4. The Genome Context of Acr-Aca Loci
The Genome Context of Acr-Aca Loci is displayed using JBrowse. Each gene in the loci is highlighted in yellow. Furthermore, this genome browser could zoom in/out or go to left or right of the loci neighborhood. If there are loci identified in > 1 NC/contig IDs, and you want to see the neighborhood in the other NC ID, you need to choose another NC ID by yourself (click the drop-down menu right behind the magnifier) and zoom in the neighborhood of identified loci by yourself (the loci will also be highlighted in yellow).
5. Homology Based
The second section of result page is Homology Based, which are presented in the same way as Guilt by Association. The table does not have Classification, CDD MetaData, Self Target w/in 5000 BP column, and Self Target outside 5000 BP columns. But it has a Genome_Loci|start|end column.

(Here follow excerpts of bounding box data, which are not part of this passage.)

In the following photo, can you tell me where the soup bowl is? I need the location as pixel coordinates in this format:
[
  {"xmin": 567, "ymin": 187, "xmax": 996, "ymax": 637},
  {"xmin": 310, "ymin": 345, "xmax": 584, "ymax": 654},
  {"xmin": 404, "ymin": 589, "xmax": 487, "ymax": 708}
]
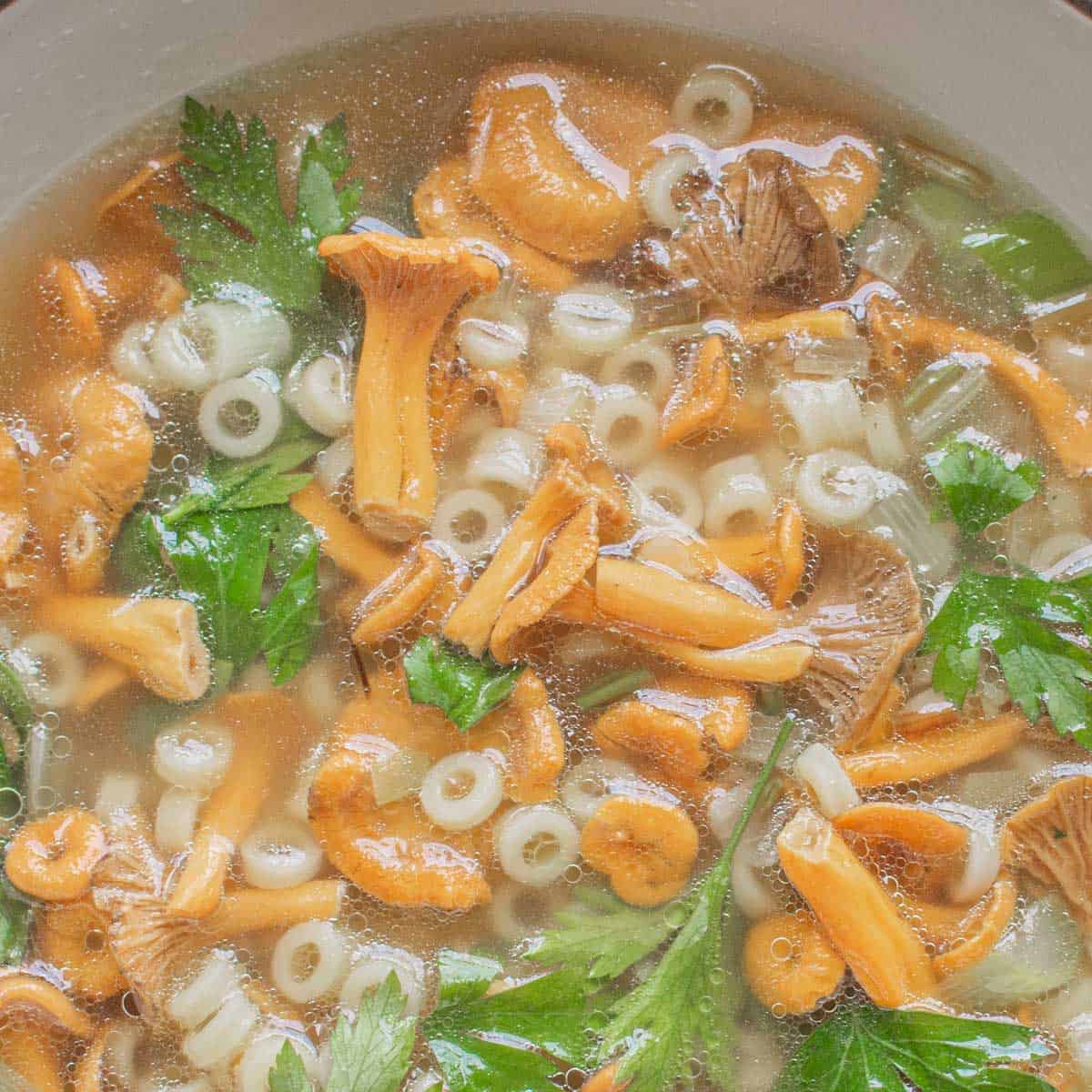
[{"xmin": 0, "ymin": 0, "xmax": 1092, "ymax": 234}]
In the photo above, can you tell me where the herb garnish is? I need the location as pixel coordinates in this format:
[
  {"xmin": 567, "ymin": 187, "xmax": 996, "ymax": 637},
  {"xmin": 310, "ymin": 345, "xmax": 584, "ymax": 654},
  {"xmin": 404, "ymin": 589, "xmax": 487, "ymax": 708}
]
[
  {"xmin": 922, "ymin": 569, "xmax": 1092, "ymax": 748},
  {"xmin": 402, "ymin": 637, "xmax": 523, "ymax": 732},
  {"xmin": 925, "ymin": 428, "xmax": 1043, "ymax": 535},
  {"xmin": 157, "ymin": 97, "xmax": 362, "ymax": 311},
  {"xmin": 774, "ymin": 1005, "xmax": 1052, "ymax": 1092}
]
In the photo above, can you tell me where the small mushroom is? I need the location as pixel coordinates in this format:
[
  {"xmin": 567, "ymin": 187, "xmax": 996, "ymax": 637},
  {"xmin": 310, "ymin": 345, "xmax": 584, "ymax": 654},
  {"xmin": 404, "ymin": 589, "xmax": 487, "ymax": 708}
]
[
  {"xmin": 1003, "ymin": 776, "xmax": 1092, "ymax": 930},
  {"xmin": 580, "ymin": 796, "xmax": 698, "ymax": 906},
  {"xmin": 797, "ymin": 533, "xmax": 923, "ymax": 743},
  {"xmin": 443, "ymin": 462, "xmax": 591, "ymax": 656},
  {"xmin": 671, "ymin": 149, "xmax": 843, "ymax": 310},
  {"xmin": 29, "ymin": 375, "xmax": 154, "ymax": 592},
  {"xmin": 470, "ymin": 64, "xmax": 671, "ymax": 262},
  {"xmin": 318, "ymin": 231, "xmax": 498, "ymax": 541},
  {"xmin": 413, "ymin": 155, "xmax": 575, "ymax": 291},
  {"xmin": 37, "ymin": 595, "xmax": 212, "ymax": 701}
]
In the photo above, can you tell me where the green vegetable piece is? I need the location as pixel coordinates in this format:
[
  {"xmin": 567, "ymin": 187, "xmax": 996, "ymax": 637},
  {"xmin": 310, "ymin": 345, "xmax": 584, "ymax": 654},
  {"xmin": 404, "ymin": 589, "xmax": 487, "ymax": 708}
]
[
  {"xmin": 963, "ymin": 212, "xmax": 1092, "ymax": 299},
  {"xmin": 268, "ymin": 1039, "xmax": 312, "ymax": 1092},
  {"xmin": 774, "ymin": 1005, "xmax": 1050, "ymax": 1092},
  {"xmin": 600, "ymin": 719, "xmax": 794, "ymax": 1092},
  {"xmin": 523, "ymin": 886, "xmax": 677, "ymax": 978},
  {"xmin": 925, "ymin": 428, "xmax": 1043, "ymax": 535},
  {"xmin": 402, "ymin": 637, "xmax": 523, "ymax": 732},
  {"xmin": 577, "ymin": 667, "xmax": 655, "ymax": 710},
  {"xmin": 922, "ymin": 569, "xmax": 1092, "ymax": 748},
  {"xmin": 160, "ymin": 438, "xmax": 322, "ymax": 528},
  {"xmin": 157, "ymin": 97, "xmax": 362, "ymax": 311},
  {"xmin": 421, "ymin": 951, "xmax": 591, "ymax": 1092},
  {"xmin": 0, "ymin": 874, "xmax": 31, "ymax": 966}
]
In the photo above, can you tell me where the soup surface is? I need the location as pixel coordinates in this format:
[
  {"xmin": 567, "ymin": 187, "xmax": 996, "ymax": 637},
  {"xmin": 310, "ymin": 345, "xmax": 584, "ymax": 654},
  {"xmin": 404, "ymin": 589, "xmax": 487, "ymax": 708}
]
[{"xmin": 0, "ymin": 15, "xmax": 1092, "ymax": 1092}]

Loci from Homology Based results must have at least one homolog to known Acr (described in the Acr_Hit|pident column). See workflow for how to qualify a Homology Based Acr locus.
6. When no Acr-Aca loci is identified
There are only a small number of experimentally characterized Acr-Aca loci and they are biased towards certain bacteria (see Yin et al.).
Threfore, it is very possible that no Acr-Aca loci are identified in your query genome, and you will see this page.
7. When user uploads invalid data
If you submit invalid input (empty input, input with invalid FASTA format), our website will reject your submission and suggest you to try a valid input.